Untuk membuat umpan Anda lebih inklusif, mulailah dengan kelompok teman daring yang lebih beragam dan kemudian gunakan untuk memperluas cakrawala media sosial Anda. “Mengikuti orang-orang yang menjalani kehidupan yang sangat berbeda dari kita … mengingatkan kita akan kompleksitas dunia dan pengalaman manusia yang tak terbatas,” kata Vaid-Menon. “Ini semacam reaksi berantai. Anda mengikuti seseorang yang berbeda dan kemudian melihat orang-orang yang mereka perkuat dan dalam percakapan dengan dan kemudian ikuti beberapa dari orang-orang itu. “
Mengubah rasa umpan Anda membutuhkan waktu dan usaha karena bias dimasukkan ke dalam algoritma yang seharusnya netral, kata Vaid-Menon. Media sosial “larangan bayangan”Yang menyembunyikan konten yang dipilih juga dapat mengganggu perhatian yang mungkin diterima pengguna tertentu.
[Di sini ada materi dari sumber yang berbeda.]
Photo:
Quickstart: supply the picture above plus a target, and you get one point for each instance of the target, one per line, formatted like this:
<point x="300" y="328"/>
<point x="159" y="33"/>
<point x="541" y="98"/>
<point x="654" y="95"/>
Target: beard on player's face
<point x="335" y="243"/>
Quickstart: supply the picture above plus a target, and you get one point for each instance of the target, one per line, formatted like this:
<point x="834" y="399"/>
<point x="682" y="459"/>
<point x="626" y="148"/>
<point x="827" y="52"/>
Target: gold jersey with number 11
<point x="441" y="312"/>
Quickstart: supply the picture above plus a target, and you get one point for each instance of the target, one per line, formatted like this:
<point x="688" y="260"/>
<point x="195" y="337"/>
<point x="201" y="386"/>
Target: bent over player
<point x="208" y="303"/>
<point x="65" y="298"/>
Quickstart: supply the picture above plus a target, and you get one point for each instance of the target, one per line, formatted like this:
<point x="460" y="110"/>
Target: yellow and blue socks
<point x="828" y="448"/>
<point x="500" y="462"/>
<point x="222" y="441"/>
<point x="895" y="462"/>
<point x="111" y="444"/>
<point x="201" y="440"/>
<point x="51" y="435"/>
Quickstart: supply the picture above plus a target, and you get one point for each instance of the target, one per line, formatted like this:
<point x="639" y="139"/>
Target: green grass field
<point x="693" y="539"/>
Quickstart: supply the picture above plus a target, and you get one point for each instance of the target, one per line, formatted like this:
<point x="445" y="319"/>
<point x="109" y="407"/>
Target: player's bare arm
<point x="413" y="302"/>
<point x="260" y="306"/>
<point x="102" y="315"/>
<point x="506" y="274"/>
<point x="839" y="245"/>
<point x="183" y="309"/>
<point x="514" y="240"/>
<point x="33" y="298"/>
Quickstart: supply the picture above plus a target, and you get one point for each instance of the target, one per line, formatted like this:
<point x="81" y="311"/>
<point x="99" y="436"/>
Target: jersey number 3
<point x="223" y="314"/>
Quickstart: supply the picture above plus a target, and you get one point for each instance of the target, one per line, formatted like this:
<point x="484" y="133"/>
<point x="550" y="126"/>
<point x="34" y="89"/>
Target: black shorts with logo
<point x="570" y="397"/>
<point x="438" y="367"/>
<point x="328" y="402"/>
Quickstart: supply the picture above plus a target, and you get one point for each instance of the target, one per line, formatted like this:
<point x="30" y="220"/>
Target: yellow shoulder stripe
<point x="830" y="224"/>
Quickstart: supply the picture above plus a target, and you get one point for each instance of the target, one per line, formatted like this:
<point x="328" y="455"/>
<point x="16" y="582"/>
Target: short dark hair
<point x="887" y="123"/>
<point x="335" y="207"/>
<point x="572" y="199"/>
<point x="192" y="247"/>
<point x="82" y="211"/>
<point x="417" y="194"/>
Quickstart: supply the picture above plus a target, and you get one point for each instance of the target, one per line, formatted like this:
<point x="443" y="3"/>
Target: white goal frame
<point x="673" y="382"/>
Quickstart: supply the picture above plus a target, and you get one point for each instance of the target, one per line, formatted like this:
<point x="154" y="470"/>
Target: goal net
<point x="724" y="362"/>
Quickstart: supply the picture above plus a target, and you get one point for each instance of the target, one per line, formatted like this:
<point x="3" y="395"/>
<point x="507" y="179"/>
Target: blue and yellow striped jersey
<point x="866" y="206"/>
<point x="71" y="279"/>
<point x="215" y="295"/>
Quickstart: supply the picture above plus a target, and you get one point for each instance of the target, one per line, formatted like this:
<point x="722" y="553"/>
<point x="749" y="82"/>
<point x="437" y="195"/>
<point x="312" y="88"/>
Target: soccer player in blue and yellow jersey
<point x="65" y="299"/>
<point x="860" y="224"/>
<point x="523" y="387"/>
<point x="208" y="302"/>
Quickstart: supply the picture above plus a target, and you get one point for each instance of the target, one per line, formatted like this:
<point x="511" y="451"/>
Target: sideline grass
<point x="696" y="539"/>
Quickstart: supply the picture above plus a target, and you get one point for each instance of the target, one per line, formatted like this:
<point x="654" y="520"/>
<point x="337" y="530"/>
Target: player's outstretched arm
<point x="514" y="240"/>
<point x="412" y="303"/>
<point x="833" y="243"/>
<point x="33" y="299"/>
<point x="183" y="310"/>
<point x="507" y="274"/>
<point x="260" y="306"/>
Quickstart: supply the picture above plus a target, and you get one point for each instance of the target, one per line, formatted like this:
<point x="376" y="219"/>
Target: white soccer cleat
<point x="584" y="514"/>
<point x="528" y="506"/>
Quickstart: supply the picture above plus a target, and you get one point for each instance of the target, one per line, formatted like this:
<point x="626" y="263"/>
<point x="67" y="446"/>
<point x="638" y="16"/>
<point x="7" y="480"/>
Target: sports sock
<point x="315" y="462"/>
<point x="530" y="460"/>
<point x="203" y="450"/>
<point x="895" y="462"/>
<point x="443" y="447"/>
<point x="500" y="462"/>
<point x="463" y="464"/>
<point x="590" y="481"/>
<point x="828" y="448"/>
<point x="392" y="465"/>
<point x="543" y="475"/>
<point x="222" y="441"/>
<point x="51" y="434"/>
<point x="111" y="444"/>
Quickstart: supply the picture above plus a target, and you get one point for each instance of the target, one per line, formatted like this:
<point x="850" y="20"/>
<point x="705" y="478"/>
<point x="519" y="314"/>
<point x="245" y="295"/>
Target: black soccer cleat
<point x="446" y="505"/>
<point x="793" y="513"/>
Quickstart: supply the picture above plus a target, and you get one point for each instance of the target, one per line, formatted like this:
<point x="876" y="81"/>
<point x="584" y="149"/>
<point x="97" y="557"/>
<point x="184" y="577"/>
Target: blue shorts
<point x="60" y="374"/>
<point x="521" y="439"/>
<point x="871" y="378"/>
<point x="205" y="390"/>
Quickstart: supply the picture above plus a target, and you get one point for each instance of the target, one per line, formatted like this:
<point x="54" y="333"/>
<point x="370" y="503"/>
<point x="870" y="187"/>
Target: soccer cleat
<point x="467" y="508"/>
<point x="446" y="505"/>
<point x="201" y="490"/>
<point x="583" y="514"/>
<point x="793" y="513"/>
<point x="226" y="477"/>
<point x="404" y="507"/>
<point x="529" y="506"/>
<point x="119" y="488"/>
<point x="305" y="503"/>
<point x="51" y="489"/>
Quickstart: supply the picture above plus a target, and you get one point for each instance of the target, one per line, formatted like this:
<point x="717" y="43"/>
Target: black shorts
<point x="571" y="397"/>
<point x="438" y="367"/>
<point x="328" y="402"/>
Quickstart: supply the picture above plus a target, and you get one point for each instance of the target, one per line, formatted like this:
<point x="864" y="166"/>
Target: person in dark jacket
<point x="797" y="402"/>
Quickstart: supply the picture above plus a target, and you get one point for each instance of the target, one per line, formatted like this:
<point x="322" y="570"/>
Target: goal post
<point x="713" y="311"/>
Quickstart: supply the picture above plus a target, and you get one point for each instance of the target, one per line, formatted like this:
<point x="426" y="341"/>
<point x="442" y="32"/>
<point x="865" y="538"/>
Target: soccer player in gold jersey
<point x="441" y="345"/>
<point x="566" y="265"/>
Vaid-Menon berteori bahwa media sosial “algoritma secara tidak proporsional berdampak negatif pada pencipta konten warna aneh dan trans,” Data dikompilasi oleh Asin, sebuah publikasi yang didukung pembaca titik-temu, menunjukkan bahwa ini bukan anekdot. Perilaku online yang termasuk dalam “daerah abu-abu”Pedoman komunitas Instagram disensor lebih sering ketika orang-orang dengan ekspresi gender atau badan tertentu melakukannya, Penjaga dilaporkan tahun lalu.
Langkah kedua: Minimalkan keterlibatan Anda dengan posting dari teman-teman dengan identitas dominan (maaf, kawan!) Dan terlibat dengan jenis posting yang ingin Anda lihat lebih banyak dalam umpan Anda. Misalnya, saya ingin tahu lebih banyak tentang bagaimana rasanya bagi orang-orang trans Vaid-Menon atau petani alpaka dari Peternakan Unicorn yang ulet, orang-orang dari komunitas yang secara fisik tidak bisa saya hubungi. Jadi saya sangat suka posting mereka dan mengomentarinya, sesuatu yang tidak banyak saya lakukan di Instagram. Di Twitter, saya juga pernah menggunakan kurasi rotasi untuk menyesuaikan feed saya. Misalnya, setelah # crur dengan Orang-orang kerajinan, Saya menemukan seluruh dunia pengrajin asli dari komunitas di seluruh Amerika Utara dan Selandia Baru.
Seperti yang dikatakan Vaid-Menon, ketika umpan Anda “menantang imajinasi dominan [and] memperluas cakrawala apa yang indah, apa yang layak, apa yang mungkin, “Anda akan tahu Anda bergerak ke arah yang benar.